Amyotrophic lateral sclerosis (ALS) is defined by the loss of motor neurons (MNs) that innervate voluntary muscles, leading to paralysis.

MNs follow a dying-back pattern in ALS with their synapses with muscle, the neuromuscular junctions (NMJs) and distal axon being early pathological targets. The mechanisms governing this process are largely unknown. Mutations in genes that encode RNA-binding proteins, and thus control RNA metabolism, e.g.

TDP-43 and FUS, have emerged as critical determinants of ALS. Why and how these genes selectively affect MNs in ALS is not clear as they are broadly expressed.

Furthermore, certain MNs are for unknown reasons relatively resistant to degeneration in ALS and even sprout during disease. We aim to unravel the molecular mechanisms of MN vulnerability, resistance and regeneration in ALS.
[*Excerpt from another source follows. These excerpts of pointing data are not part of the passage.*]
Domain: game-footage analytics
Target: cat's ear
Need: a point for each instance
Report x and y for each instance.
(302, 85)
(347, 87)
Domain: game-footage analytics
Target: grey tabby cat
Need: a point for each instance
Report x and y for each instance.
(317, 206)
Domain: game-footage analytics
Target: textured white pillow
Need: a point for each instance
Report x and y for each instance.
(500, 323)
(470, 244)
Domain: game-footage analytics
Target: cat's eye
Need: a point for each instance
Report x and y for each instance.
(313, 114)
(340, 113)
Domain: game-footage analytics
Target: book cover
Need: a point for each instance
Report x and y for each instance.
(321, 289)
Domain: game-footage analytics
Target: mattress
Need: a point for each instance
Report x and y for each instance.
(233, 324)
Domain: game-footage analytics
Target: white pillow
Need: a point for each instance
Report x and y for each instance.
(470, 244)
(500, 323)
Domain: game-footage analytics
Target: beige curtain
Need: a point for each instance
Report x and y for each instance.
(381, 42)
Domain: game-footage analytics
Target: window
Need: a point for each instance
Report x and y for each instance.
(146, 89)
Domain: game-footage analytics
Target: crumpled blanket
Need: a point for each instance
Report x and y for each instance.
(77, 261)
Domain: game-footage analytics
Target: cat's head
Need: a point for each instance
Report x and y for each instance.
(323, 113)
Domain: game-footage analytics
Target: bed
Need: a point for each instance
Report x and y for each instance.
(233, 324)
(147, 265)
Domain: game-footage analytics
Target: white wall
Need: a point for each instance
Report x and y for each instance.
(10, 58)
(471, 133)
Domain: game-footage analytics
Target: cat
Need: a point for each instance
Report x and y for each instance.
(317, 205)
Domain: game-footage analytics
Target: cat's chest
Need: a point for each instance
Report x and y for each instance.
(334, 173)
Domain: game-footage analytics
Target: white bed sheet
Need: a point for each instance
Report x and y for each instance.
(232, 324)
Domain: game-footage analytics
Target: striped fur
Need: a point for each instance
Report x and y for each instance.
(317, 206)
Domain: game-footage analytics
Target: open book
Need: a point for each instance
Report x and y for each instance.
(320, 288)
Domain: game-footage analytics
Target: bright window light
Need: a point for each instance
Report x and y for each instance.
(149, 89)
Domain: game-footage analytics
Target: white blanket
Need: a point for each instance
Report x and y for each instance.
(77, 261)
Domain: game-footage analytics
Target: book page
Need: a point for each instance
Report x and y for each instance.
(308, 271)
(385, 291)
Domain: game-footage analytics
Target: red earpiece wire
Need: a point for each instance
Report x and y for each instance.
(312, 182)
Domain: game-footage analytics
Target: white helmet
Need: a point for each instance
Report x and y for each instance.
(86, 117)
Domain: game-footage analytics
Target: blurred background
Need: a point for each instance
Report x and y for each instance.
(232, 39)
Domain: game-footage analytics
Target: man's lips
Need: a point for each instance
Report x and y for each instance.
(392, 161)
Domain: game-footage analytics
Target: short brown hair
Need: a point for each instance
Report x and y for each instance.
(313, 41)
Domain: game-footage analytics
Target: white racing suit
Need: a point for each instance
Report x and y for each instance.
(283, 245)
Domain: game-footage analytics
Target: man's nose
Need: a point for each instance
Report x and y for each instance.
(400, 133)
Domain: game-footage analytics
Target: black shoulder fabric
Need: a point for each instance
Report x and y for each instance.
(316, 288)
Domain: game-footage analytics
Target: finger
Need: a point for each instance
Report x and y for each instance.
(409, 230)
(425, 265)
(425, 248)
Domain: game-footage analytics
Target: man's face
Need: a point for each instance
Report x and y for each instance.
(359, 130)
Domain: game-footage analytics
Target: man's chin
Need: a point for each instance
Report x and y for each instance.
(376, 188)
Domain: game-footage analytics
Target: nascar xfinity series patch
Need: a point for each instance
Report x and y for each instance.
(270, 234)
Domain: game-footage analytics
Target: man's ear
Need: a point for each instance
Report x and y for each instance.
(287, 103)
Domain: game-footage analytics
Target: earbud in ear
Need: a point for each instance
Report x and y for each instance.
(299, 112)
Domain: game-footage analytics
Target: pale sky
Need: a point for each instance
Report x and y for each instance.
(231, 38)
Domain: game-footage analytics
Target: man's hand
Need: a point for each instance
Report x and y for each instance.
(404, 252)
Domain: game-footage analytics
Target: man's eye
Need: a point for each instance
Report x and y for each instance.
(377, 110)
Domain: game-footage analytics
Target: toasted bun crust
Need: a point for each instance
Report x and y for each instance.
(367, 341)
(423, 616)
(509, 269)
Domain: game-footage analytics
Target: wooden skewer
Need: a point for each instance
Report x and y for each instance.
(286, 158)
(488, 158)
Towards this goal we will use spatial single cell RNA sequencing and epigenetic profiling of human tissues, CRISPR/Cas9 genome editing of human induced pluripotent stem cells (iPSCs) followed by single cell and axon RNA sequencing to unravel cell intrinsic properties of resistant and vulnerable MNs and their response to disease across mutations.

We will also use an advanced in vitro model of the human NMJ to study cell-cell communication between MNs and muscle in health and early dysregulation in ALS.

Finally, we will modulate genes of interest to improve neuronal resilience and connectivity as well as prolong life-span of transgenic ALS mice using gene therapy.